The Lumia 950, Nexus 5X, Moto X Pure, LG G4 all run the Snapdragon 808. The Nexus 5X is down 1GB of RAM on the other three, but features a lower resolution display thus has to process fewer pixels. Resolution shouldn't be a factor in benchmarks, but it can affect performance.
The 950XL, HTC One M9 and Nexus 6P run the Snapdragon 810. It should have a performance advantage over the 808 but frequently throttles back because of heat. The cooling feature in the 950XL should help, but I don't know if anyone knows yet to what extent.
As far as I know, all current Samsung Galaxy phones run variants of the Exynos processor. Samsung's devices have consistently done well in benchmarks, coming very close to iPhones. iPhones, of course, have always outclassed their contemporaries. Their CPUs always seem underwhelming on paper, but in practice blow everyone else out of the water. I tend to think it's their GPUs that give them the edge.

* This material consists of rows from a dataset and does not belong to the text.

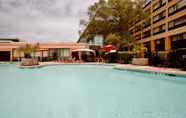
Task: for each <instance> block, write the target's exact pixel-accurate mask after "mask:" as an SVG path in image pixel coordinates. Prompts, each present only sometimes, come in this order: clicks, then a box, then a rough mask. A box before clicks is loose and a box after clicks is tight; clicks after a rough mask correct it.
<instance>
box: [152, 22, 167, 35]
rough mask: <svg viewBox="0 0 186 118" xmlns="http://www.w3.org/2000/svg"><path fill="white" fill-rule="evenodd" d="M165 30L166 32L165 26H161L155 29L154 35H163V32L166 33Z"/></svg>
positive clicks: (153, 31)
mask: <svg viewBox="0 0 186 118" xmlns="http://www.w3.org/2000/svg"><path fill="white" fill-rule="evenodd" d="M165 30H166V27H165V24H163V25H160V26H158V27H156V28H154V29H153V35H157V34H160V33H163V32H165Z"/></svg>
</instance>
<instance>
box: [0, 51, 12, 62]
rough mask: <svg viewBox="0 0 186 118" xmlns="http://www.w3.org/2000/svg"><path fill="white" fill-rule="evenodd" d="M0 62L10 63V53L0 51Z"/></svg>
mask: <svg viewBox="0 0 186 118" xmlns="http://www.w3.org/2000/svg"><path fill="white" fill-rule="evenodd" d="M0 61H10V51H0Z"/></svg>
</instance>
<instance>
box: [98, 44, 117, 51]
mask: <svg viewBox="0 0 186 118" xmlns="http://www.w3.org/2000/svg"><path fill="white" fill-rule="evenodd" d="M101 50H103V51H106V52H110V51H113V50H116V49H115V47H114V46H112V45H106V46H104V47H102V48H101Z"/></svg>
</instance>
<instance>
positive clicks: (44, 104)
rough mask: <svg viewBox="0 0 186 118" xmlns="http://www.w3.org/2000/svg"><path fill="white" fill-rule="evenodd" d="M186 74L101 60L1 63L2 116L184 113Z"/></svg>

Of course, it's hard to really trust these benchmarks because we don't know all the factors in play. The benchmarks may not be optimized for Windows or the OS is currently is currently hindering performance. There's also the controversy from earlier in the year that Samsung and HTC, and maybe others, were cheating. If I remember correctly, their devices would detect the benchmark and overclock the process to boost scores. I'm not sure if it's still happening, but I don't recall seeing anything that would indicate this practice has stopped.